Karrin put his hand on Rhiannon's sleeve and walked the big man into the vast quiet of Bed 52. Atoms came after them, wagging almost everything but his head which arrowed straight and true after the giant figure.
When he was paid no attention, however, he sulked over to his box and lay down and was immediately asleep. "Sergeant" Atoms would have been a poor choice to stand guard duty--he had been known to sleep the clock around, silent and unmoving. Great boats had been lifted from the cradles above him and others put into their place, and Atoms had dreamed on and on. And on.
Rhiannon started to apologize again.
"That's perfectly all right, soldier," Karrin said smoothly. "Commendable attitude!" He led the way past the cradles toward the rear of the Bed. "You want to help win the war, don't you?"
"Yes, yes," Rhiannon groaned.
Karrin beamed his approval. "Well, now, you may be able to do just that, my boy! How would you like to be--"

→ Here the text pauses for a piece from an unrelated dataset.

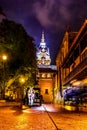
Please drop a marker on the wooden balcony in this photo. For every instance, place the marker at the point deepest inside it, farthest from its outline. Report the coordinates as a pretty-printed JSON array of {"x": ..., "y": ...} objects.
[{"x": 80, "y": 72}]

"I was exploring Polaris, sir." Rhiannon's tones were suddenly vacant. "The people there got three hea--" and the latter part of the word remained unspoken, forgotten.
Karrin's smile wavered. They had halted by a freight entrance opening onto the green-carpeted rear grounds. He drew the big man closer to him and snapped his words like a whip.
That tore through Rhiannon's fog and he reacted. He straightened his seventy nine inches into the position of attention. "I'd like nothing better, sir," he said.